Herbicide
HRAC B WSSA 2; sulfonylurea
NOMENCLATURE
tribenuron-methyl
Chemical Abstracts name methyl 2-[[[[(4-methoxy-6-methyl-1,3,5-triazin-2-yl)methylamino]carbonyl]amino]sulfonyl]benzoate
CAS RN [101200-48-0] EEC no. 401-190-1 Development codes DPX-L5300 (Du Pont); L5300
tribenuron
Common name tribenuron (BSI, ANSI, draft E-ISO)
IUPAC name 2-[4-methoxy-6-methyl-1,3,5-triazin-2-yl(methyl)carbamoylsulfamoyl]benzoic acid
Chemical Abstracts name 2-[[[[(4-methoxy-6-methyl-1,3,5-triazin-2-yl)methylamino]carbonyl]amino]sulfonyl]benzoic acid
CAS RN [106040-48-6]
PHYSICAL CHEMISTRY
tribenuron-methyl
Composition Tech. is >95%. Mol. wt. 395.4 M.f. C15H17N5O6S Form Light brown, odourless solid. M.p. 141 ºC V.p. 5.2 × 10-5 mPa (25 ºC) KOW logP = -0.44 (pH 7) Henry 1.03 × 10-8 Pa m3 mol-1 S.g./density 1.5 (25 ºC) Solubility In water 0.05 (pH 5), 2.04 (pH 7) (both in g/l, 20 ºC). In acetone 43.8, acetonitrile 54.2, carbon tetrachloride 3.12, ethyl acetate 17.5, hexane 0.028, and methanol 3.39 (all in mg/l, 25 °C). Stability Stable at 45 ºC. On hydrolysis (45 ºC), stable at pH 8-10 but rapid loss at pH <7 or pH >12. Relatively unstable in most organic solvents. pKa 5
tribenuron
Mol. wt. 381.4 M.f. C14H15N5O6S
APPLICATIONS
tribenuron-methyl
Biochemistry Branched chain amino acid synthesis (ALS or AHAS) inhibitor. Acts by inhibiting biosynthesis of the essential amino acids valine and isoleucine, hence stopping cell division and plant growth. Selectivity derives from rapid metabolism in the crop. Metabolic basis of selectivity in sulfonylureas reviewed (M. K. Koeppe & H. M. Brown, Agro-Food-Industry, 6, 9-14 (1995)). Mode of action Rapidly absorbed by foliage and roots and translocated throughout the plant. Susceptible plants cease growth almost immediately after post-emergence treatment and are killed in 7-21 days. Surfactants increase the activity of tribenuron-methyl on certain broad-leaved weeds. Uses Post-emergence control of broad-leaved weeds in spring and winter cereals, at 9-30 g/ha. Formulation types TB; WG.
ANALYSIS
Product and residue analysis by hplc.
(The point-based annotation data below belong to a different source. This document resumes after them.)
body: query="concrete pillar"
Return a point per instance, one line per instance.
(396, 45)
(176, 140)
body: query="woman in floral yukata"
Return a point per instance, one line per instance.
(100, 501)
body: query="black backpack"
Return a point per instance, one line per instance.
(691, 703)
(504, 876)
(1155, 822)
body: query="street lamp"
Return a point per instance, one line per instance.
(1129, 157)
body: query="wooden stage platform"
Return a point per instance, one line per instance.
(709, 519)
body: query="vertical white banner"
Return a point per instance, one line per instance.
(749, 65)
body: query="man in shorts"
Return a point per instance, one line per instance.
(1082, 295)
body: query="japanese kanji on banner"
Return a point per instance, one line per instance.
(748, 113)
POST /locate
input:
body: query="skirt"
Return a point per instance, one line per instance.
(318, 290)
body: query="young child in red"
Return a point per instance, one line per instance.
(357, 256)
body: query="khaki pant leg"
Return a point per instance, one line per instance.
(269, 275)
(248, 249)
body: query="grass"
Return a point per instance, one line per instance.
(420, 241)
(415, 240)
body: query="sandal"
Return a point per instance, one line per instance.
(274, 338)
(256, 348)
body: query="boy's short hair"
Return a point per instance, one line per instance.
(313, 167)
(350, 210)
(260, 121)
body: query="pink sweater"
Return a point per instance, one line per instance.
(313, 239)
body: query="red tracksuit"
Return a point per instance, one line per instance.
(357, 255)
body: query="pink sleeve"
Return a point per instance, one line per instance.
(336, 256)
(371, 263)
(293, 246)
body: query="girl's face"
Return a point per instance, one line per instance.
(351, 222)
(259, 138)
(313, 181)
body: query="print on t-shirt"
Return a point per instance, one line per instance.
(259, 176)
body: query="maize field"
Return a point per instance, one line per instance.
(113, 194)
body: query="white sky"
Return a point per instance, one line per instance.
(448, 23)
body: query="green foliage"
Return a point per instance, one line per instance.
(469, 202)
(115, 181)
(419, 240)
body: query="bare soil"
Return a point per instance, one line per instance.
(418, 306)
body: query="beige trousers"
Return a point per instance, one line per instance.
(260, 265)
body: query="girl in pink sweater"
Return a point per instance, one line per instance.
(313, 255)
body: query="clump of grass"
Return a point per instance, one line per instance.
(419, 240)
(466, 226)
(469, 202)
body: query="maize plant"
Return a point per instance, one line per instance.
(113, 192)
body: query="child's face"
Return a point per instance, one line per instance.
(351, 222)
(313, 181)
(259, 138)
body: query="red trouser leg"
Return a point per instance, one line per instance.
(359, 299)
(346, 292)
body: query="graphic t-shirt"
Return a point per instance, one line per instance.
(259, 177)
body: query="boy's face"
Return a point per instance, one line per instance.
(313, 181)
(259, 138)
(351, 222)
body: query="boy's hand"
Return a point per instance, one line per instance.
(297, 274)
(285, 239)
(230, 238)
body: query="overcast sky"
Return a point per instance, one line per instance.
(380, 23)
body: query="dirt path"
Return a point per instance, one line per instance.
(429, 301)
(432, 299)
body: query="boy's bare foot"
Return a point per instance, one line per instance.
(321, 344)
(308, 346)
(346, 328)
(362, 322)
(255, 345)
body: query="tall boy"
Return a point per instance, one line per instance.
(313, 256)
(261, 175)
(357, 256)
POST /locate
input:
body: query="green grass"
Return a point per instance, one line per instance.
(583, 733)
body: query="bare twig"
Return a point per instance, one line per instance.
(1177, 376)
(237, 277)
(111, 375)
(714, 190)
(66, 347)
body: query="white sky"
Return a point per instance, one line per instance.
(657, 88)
Methods for sulfonylurea residues in crops, soil and water reviewed (A. C. Barefoot et al., Proc. Br. Crop Prot. Conf. - Weeds, 1995, 2, 707).
MAMMALIAN TOXICOLOGY
tribenuron-methyl
Oral Acute oral LD50 for rats >5000 mg/kg. Skin and eye Acute percutaneous LD50 for rabbits >2000 mg/kg. Non-irritating to skin (rabbits); mild (reversible) irritant to eyes. Mildly sensitising to skin (guinea pig maximisation test). Inhalation LC50 (4 h) for rats >5.0 mg/l air. NOEL (2 y) for rats 25 ppm diet; (18 mo) for mice 200 ppm diet (30 mg/kg b.w. daily); (1 y) for dogs 250 ppm diet (8.2 mg/kg b.w. daily); (90 d) for rats 100, for mice 500, for dogs 500 mg/kg diet. Non-teratogenic in rats at 20 mg/kg daily. ADI 0.008 mg/kg. Other Non-mutagenic in the Ames test, and negative in CHO, unscheduled DNA, in vivo cytogenetic, in vivo mouse micronucleus, and in vitro human lymphocyte assays. Toxicity class WHO (a.i.) III (Table 5); EPA (formulation) III EC hazard R43
ECOTOXICOLOGY
tribenuron-methyl
Birds Acute oral LD50 for bobwhite quail >2250 mg/kg. Dietary LC50 (8 d) for bobwhite quail and mallard ducks >5620 mg/kg. Fish LC50 (96 h) for bluegill sunfish and rainbow trout >1000 mg/l. Daphnia LC50 (48 h) 720 mg/l (unfed), 1000 mg/l (fed). Algae EC50 (120 h) for green algae and blue-green algae >11.5 mg/l. Bees LD50 for honeybees >100 mg/bee. Worms LD50 for earthworms >2000 ppm
ENVIRONMENTAL FATE
tribenuron-methyl
Soil/Environment Half-life of tribenuron-methyl in soil 1-7 days. No significant photodecomposition under field conditions. Degradation in the soil occurs by hydrolysis and by direct microbial degradation. Hydrolysis is affected by soil pH, being faster in acidic than alkaline soils. Losses due to volatilisation are not significant.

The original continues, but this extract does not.